Switzerland has developed an open set of models, Apertus | Swiss AI, that is trained on a documented training set, “developed with due consideration to Swiss data protection laws, Swiss copyright laws, and the transparency obligations under the EU AI Act.”
EPFL, ETH Zurich, and the Swiss National Supercomputing Centre (CSCS) has released Apertus, Switzerland’s first large-scale open, multilingual language model — a milestone in generative AI for transparency and diversity. Trained on 15 trillion tokens across more than 1,000 languages – 40% of the data is non-English – Apertus includes many languages that have so far been underrepresented in LLMs, such as Swiss German, Romansh, and many others. Apertus serves as a building block for developers and organizations for future applications such as chatbots, translation systems, or educational tools.
This project should interest us in Canada as we are talking Sovereign AI. Should Canada develop its own open models? What advantages would that provide?
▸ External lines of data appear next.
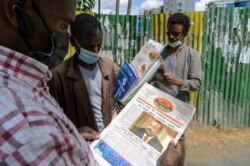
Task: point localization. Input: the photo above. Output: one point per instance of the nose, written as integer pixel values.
(95, 49)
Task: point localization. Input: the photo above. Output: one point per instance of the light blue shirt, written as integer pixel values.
(93, 81)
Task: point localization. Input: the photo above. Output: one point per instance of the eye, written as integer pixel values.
(64, 27)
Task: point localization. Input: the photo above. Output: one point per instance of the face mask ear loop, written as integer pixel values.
(40, 16)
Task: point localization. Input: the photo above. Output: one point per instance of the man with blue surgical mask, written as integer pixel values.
(83, 84)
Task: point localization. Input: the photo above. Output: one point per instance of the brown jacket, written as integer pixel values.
(69, 89)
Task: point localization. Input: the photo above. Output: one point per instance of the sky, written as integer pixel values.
(108, 6)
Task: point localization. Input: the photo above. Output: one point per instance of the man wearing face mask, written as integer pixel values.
(181, 69)
(181, 72)
(34, 129)
(83, 84)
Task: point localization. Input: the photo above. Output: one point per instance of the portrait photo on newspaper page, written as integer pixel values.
(143, 129)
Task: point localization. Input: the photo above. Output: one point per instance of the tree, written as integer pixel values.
(85, 5)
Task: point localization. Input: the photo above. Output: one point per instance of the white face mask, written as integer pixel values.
(88, 56)
(175, 44)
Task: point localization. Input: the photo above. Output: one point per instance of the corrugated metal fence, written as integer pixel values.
(224, 97)
(225, 93)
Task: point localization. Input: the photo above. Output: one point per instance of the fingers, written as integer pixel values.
(88, 133)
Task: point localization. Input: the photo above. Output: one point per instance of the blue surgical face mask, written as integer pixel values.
(88, 56)
(175, 44)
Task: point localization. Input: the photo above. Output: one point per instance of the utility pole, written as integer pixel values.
(129, 7)
(117, 7)
(99, 7)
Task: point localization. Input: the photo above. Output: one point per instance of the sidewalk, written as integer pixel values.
(209, 146)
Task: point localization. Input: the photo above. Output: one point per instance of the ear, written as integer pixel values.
(72, 41)
(10, 13)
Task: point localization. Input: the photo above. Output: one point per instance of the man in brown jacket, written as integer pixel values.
(83, 84)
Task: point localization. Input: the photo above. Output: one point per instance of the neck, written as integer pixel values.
(173, 50)
(85, 65)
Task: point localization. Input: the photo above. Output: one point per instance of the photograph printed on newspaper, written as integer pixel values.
(143, 129)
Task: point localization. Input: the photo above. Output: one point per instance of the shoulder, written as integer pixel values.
(106, 60)
(192, 51)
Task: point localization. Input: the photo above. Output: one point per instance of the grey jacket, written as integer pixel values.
(189, 69)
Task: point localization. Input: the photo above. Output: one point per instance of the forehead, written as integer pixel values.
(58, 10)
(90, 39)
(175, 27)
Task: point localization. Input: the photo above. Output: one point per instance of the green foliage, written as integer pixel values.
(85, 5)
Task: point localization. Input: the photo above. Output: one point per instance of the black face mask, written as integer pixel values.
(59, 46)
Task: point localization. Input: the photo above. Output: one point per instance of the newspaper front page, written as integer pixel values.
(143, 129)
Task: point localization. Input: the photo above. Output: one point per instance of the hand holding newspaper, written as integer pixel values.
(143, 130)
(141, 70)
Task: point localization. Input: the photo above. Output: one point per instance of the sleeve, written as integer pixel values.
(55, 87)
(193, 81)
(46, 145)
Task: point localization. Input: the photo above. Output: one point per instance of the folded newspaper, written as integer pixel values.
(143, 129)
(143, 67)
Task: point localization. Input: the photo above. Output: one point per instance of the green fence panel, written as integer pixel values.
(225, 93)
(121, 41)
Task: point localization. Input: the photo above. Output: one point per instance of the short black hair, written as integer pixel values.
(85, 25)
(180, 18)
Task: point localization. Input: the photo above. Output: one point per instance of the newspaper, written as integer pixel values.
(145, 64)
(143, 129)
(146, 57)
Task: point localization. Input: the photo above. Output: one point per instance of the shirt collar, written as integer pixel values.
(23, 67)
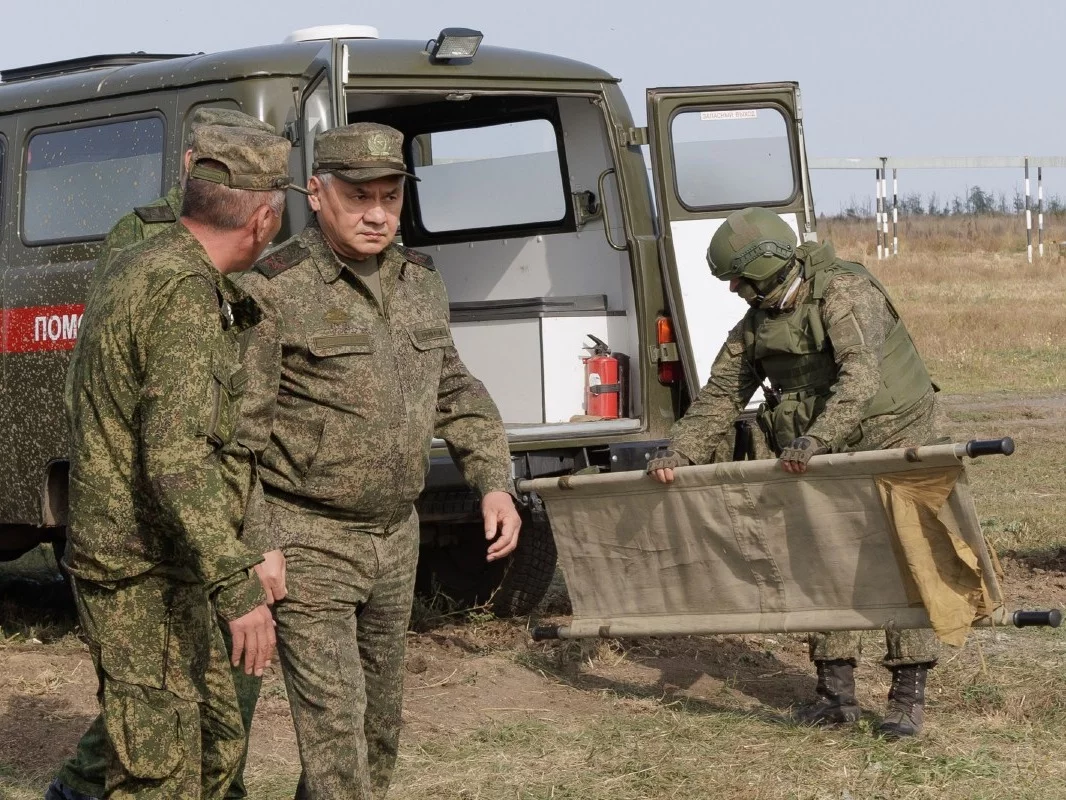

Here are some I can think of:
- It could provide an open and well maintained set of LLMs that researchers and companies could build on or use without fear that access could be changed/pulled or data logged about usage.
- It could be designed to be privacy protecting and to encourage adherence to relevant and changing Canadian laws and best practices.
- It could be trained on an open and well documented bilingual data that would reflect Canadian history, culture, and values.
- It could be iteratively retrained as issues like bias is demonstrated to be tied to part of the training data. It could also be retrained for new capacities as needed by Canadians.
- It could include ethically accessed Indigenous training sets developed in consultation with indigenous communities. Further, it could be made available to indigenous scholars and communities with support for the development of culturally appropriate AI tools.
- We could archive code, data, weights, documentation in such a way that Canadians could check, test, and reproduce the work.
I wonder if we could partner with Switzerland to build on their model or other countries with similar values to produce a joint model?